Tot een gebruik, strijdig met deze bestemming zoals bedoeld in lid 4.1 sub 1 j o artikel 7.2 van de

Wet ruimtelijke ordening, wordt in ieder geval gerekend:

  • a. het gebruik of laten gebruiken van gronden als standplaats voor kampeermiddelen
4.4.2 Voorwaardelijke verplichting

De landschappelijke inpassing binnen 2 jaar na gereedmelden van de omgevingsvergunning voor de te bouwen nieuwe woning op het bijbehorende erf is gerealiseerd en in stand wordt gehouden overeenkomstig het in Bijlage 1 opgenomen beplantingsplan.

Artikel 5 Tuin

5.1 Bestemmingsomschrijving

De voor 'Tuin' aangewezen gronden zijn bestemd voor:

  • a. tuinen;
  • b. toegangspad, balkons en erkers ten behoeve van de aangrenzende woonbestemming;
  • c. parkeren;
  • d. water

met de daarbij ten dienste van de bestemming behorende:

  • a. bouwwerken geen gebouwen zijnde, zoals pergola's en erf- of perceelsafscheidingen;
  • b. andere werken.

Een en ander met dien verstande dat gebruik van de gronden ten behoeve van de in 5.1 genoemde opsomming pas is toegestaan als de beplanting wordt uitgevoerd en in stand gehouden conform het in de Bijlage 1 van de regels opgenomen inpassingsplan.

5.2 Bouwregels
5.2.1 Gebouwen

Op of in deze gronden mogen geen gebouwen worden gebouwd, met uitzondering van erkers;

5.2.2 Erkers bij woningen

Binnen deze bestemming zijn erkers bij woningen met een maximale diepte van 1,5 meter en een maximale breedte van 2/3 van de breedte van de voor- en/of zijgevel van het bijbehorende hoofdgebouw toegestaan, mits de hoogte van de erker ten hoogst gelijk zal zijn aan de hoogte van de eerste bouwlaag van het bijbehorende hoofdgebouw;

5.2.3 Bouwwerken, geen gebouwen zijnde

De bouwhoogte van bouwwerken, geen gebouwen zijnde, mag niet meer dan 3 meter bedragen, met dien verstande dat voor erf- of perceelsafscheidingen geldt dat de hoogte:

  • 1. maximaal 1 meter mag bedragen; of
  • 2. maximaal 2 meter mag bedragen, mits meer dan 1 meter achter het verlengde van de voorgevel van het hoofdgebouw.
5.3 Nadere eisen

Burgemeester en wethouders kunnen nadere eisen stellen aan de plaats en de afmetingen van de bebouwing, ten behoeve van:

  • a. een samenhangend straat- en bebouwingsbeeld;
  • b. een goede woonsituatie;
  • c. de verkeersveiligheid; en
  • d. de gebruiksmogelijkheden van de aangrenzende gronden.
5.4 Afwijken van de bouwregels
  • a.
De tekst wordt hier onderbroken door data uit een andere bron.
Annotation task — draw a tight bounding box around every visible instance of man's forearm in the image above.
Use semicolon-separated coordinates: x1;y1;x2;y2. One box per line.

Burgemeester en wethouders kunnen bij een omgevingsvergunning afwijken van het bepaalde in lid 5.2 sub a, en toestaan dat een carport wordt opgericht, mits:
    • 1. de bouwhoogte niet meer bedraagt dan 3 meter;
    • 2. niet meer dan 1 meter voor de voorgevel wordt geplaatst;
  • b. De in lid 5.4 sub a genoemde vergunningen kunnen slechts worden verleend, indien geen onevenredige aantasting plaatsvindt van:
    • 1. het straat- en bebouwingsbeeld;
    • 2. de woonsituatie;
    • 3. de verkeersveiligheid;
    • 4. de gebruiksmogelijkheden van de aangrenzende gronden.
5.5 Specifieke gebruiksregels
5.5.1 Strijdig gebruik

Tot een gebruik, strijdig met deze bestemming zoals bedoeld in lid 5.1 sub 1 j o artikel 7.2 van de Wet ruimtelijke ordening, wordt in ieder geval gerekend:

  • a. het gebruik of laten gebruiken van gronden als standplaats voor kampeermiddelen.
5.5.2 Voorwaardelijke verplichting

De landschappelijke inpassing binnen 2 jaar na gereedmelden van de omgevingsvergunning voor de te bouwen nieuwe woning op het bijbehorende erf is gerealiseerd en in stand wordt gehouden overeenkomstig het in Bijlage 1 opgenomen beplantingsplan.

Artikel 6 Wonen

6.1 Bestemmingsomschrijving

De voor 'Wonen' aangewezen gronden zijn bestemd voor:

  • a. woningen al dan niet in combinatie met ruimte voor een aan-huis-verbonden beroep of bedrijf;
  • b. aan- en uitbouwen en bijgebouwen;
  • c. water.

met de daarbijbehorende:

  • a. andere bouwwerken, geen gebouwen zijnde;
  • b. andere werken;
  • c. tuinen en erven, met inbegrip van het toegangspad en parkeren;

Een en ander met dien verstande dat gebruik van de gronden ten behoeve van de in 6.1 genoemde opsomming pas is toegestaan als de beplanting wordt uitgevoerd en in stand gehouden conform het in de Bijlage 1 van de regels opgenomen inpassingsplan.

6.2 Bouwregels
6.2.1 Hoofdgebouwen

Voor het bouwen van hoofdgebouwen de volgende bepalingen gelden:

  • a. een hoofdgebouw dient binnen het bouwvlak te worden gebouwd;
  • b. het oppervlak van een hoofdgebouw bedraagt maximaal 200 m²;
  • c. de hoofdgebouwen dienen qua bouwaanduiding zoals weergegeven op de verbeelding en welke overeenkomt met de bouwaanduiding zoals genoemd in onderstaande matrix, en de daarbij behorende woningtype, aantal bouwlagen, kapvorm en maatvoering te voldoen aan de eisen die in de volgende matrix zijn gesteld;

afbeelding "i_NL.IMRO.0118.2018BP9006005-VG01_0008.png"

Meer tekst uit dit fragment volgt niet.